Therapeutic drug monitoring (TDM), which involves measurement of drug or active metabolite levels and anti-drug antibodies, is a promising strategy that can be used to optimize inflammatory bowel disease therapeutics. It is based on the premise that there is a relationship between drug exposure and outcomes, and that considerable inter-individual variability exists in how patients metabolize the drug (pharmacokinetics) and the magnitude and duration of response to therapy (pharmacodynamics). Therefore, the American Gastroenterological Association has prioritized clinical guidelines on the role of TDM in the management of inflammatory bowel disease. To inform these clinical guidelines, this technical review was developed in accordance with the GRADE (Grading of Recommendations Assessment, Development, and Evaluation) framework for interventional and prognostic studies, and focused on the application of TDM for biologic therapy, specifically anti-tumor necrosis factor−α agents, and for thiopurines. Focused questions address the benefits and risks of a strategy of reactive TDM (in patients with active inflammatory bowel disease) to guide treatment changes compared with empiric treatment changes, and the benefits and risks of a strategy of routine proactive TDM (during routine clinical care in patients with quiescent disease) compared with no routine TDM. Additionally, the review addresses the benefits and risks of routine measurement of thiopurine methyltransferase enzyme activity or genotype before starting thiopurine therapy compared with empiric weight-based dosing and explores the performance of different trough drug concentrations for anti−tumor necrosis factor agents and thiopurines to inform clinical decision making when applying TDM in a reactive setting. Due to a paucity of data, this review does not address the role of TDM for more recently approved biologic agents, such as vedolizumab or ustekinumab.

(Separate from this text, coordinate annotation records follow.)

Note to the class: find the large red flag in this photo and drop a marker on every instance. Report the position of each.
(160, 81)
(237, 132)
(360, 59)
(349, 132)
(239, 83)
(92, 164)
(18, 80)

治疗性药物监测（TDM）涉及药物或活性代谢物水平和抗药物抗体的测量，是一种可用于优化炎症性肠病治疗方法的有前途的策略。这是基于这样的前提，即药物暴露与疗效之间存在关联，并且患者之间如何代谢药物（药代动力学）以及对治疗的反应程度和持续时间（药效学）存在很大的个体差异。因此，美国胃肠病学协会已将TDM在炎症性肠病管理中的作用作为临床指南的重点。为了为这些临床指南提供依据，该技术审查是根据GRADE（建议书评估，开发评分，和评估）框架进行干预和预后研究，并重点关注TDM在生物治疗中的应用，特别是抗肿瘤坏死因子-α药物和硫嘌呤的应用。有针对性的问题解决了反应性TDM策略（在活动性炎症性肠病患者中）指导经验变化与经验治疗变化相比的益处和风险，以及常规主动性TDM策略（在常规临床护理过程中）的益处和风险。静态疾病患者）与没有常规TDM的患者进行比较。此外，综述探讨了与基于体重的剂量给药相比，开始进行硫嘌呤治疗之前常规测量硫嘌呤甲基转移酶活性或基因型的益处和风险，并探讨了不同浓度药物对抗肿瘤坏死因子药物和硫嘌呤的影响，以指导临床决策在无功设置中应用TDM时进行制作。由于缺乏数据，该评价未解决TDM对最近批准的生物制剂（如维多珠单抗或乌斯他单抗）的作用。